Wednesday, January 13, 2016

Roman's 21st Birthday Post Barhop 7-11 Nachos

No 21st birthday barhop adventure is complete without a late night munchie stop on the way home. After a night of cocktails and debauchery, we were hungry for something regrettable to put in our bellies. We tried to go to ABC to get some musubi's but alas they were closed. Luckily, there was a 7-11 just across the way.  As we walked in and perused the snacks, the sparkling nacho cheese machine caught our eye.  "YES!!!," we both exclaimed, "Let's do a nacho blog!"  We tore open the plastic bag of Tostito's and carefully laid out just half of the chips so we could be sure to properly layer the toppings.  The cheese squirted out in spoon size plops which we carefully placed on every empty chip.  Then came the next layer of chips and more carefully placed cheese.  Torn between whether to add the chili, I finally gave in and globbed some of the reddish brown goo.  But where were the jalapenos?  Jalapenos are a must for nachos as they are part of the original creation by Ignacio Anaya when he invented the delectable dish in 1943.  I walked around the island looking for a condiment bar of some sort.  When I did not see one, I walked around again thinking my eyes may be deceiving me after all the tequila shots we had. Sadly there were no jalapenos.  I guess we would have to suffer through these sans jalapenos.  Devastated I placed my nachos on the counter along with some musubis and breakfast sandwiches.  That's when the magical lady behind the counter places a little ramekin of jalapenos on my nacho container.  I exclaim, "Yay jalapenos, how did you know I wanted them!?!"  She replied, "The whole store knew you wanted jalapenos."  Overjoyed with our bountiful treasures, we hurried through the alleys and back to the apartment where we happily engulfed our nachos, jalapenos and all. 


7-11 BIG NACHOS - $2.99


Shananigans (3.5) - (*Please note that for some reason...tequila?...my original hand-written review was twice as long because of an abundance of expletives.  Those of you who know me, know of my love for profanity but even I thought it was too much.  I have removed them but feel free to insert them while reading about every other word.) PRESENTATION: ** Nacho cheese * covering all the ** chips woo * woo  * woo. They are* perfect because I am ** drunk and I * made them and ** Roman is * here. RAD: ** Nacho cheese and ** JALAPENOS. The ** cheese sauce is * spicier than I * remember it.  Quite the * kick, almost too much of * a kick.  *Spice pansies would not be able to * handle this * level of ** heat.  LAME: I know what will * happen after this is * digested with all that ** tequila in my ** belly.  TOPPING TO CHIP RATIO: 5, every ** chip is smothered in * finger-licking spicy * nacho ** cheese sauce.  The * best part about these ** nachos is that ** Roman is eating them with me.  Although he is a * wimp and cannot handle the * heat.  Love you Roman!  Happy 21st birthday you ** sexy beast!

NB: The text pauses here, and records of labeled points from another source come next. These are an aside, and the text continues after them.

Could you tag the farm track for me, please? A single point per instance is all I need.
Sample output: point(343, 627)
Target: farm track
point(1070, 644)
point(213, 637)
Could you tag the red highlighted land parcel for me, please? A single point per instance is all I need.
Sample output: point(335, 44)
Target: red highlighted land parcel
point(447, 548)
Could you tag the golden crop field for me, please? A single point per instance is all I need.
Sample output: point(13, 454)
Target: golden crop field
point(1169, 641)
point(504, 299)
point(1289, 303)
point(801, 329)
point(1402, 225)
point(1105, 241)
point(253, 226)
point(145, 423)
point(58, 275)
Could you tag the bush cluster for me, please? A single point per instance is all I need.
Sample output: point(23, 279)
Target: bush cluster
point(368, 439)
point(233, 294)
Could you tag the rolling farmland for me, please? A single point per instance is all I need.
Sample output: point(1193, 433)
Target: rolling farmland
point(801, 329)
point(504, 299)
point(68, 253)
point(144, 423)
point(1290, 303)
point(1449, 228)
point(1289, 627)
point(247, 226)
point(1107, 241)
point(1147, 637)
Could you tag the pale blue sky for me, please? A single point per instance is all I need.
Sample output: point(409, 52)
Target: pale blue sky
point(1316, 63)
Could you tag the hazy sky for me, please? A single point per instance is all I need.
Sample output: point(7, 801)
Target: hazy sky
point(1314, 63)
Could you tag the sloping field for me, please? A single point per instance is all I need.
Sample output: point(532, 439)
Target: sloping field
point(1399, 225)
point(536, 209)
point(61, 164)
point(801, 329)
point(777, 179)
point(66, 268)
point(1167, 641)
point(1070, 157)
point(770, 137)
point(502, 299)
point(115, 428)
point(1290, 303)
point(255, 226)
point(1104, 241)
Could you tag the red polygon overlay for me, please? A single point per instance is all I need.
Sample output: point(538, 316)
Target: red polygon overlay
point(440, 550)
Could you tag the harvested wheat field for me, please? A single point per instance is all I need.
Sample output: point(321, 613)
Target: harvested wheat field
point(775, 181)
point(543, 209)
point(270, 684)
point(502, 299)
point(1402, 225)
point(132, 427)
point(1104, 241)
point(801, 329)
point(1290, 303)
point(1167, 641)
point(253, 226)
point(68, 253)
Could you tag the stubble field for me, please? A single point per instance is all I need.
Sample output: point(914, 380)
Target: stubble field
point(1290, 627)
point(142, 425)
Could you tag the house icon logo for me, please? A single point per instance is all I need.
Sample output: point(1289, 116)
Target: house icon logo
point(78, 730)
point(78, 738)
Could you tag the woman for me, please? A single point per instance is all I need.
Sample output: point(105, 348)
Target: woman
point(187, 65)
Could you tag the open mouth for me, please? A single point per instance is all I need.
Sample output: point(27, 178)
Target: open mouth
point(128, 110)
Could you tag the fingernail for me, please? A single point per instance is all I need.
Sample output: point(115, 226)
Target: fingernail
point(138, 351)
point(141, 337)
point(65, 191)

Roman (3) - PRESENTATION: Dank, but it's 12:30am so most cheesy food looks dank AF.  RAD: The chips are Tostito's.  Tostito's are dank too.  LAME: The cheese is freakin' spicy.  The cheese needs to save the spicy for the jalapenos.  TOPPING TO CHIP RATIO: 4, Shananigans did pretty good at squeezing the cheese, considering we were at Wangs for the last 4 hours.  Too spicy for my pasty tastes.  Service was stellar.  The 7-11 lady hooked us up with jalapenos.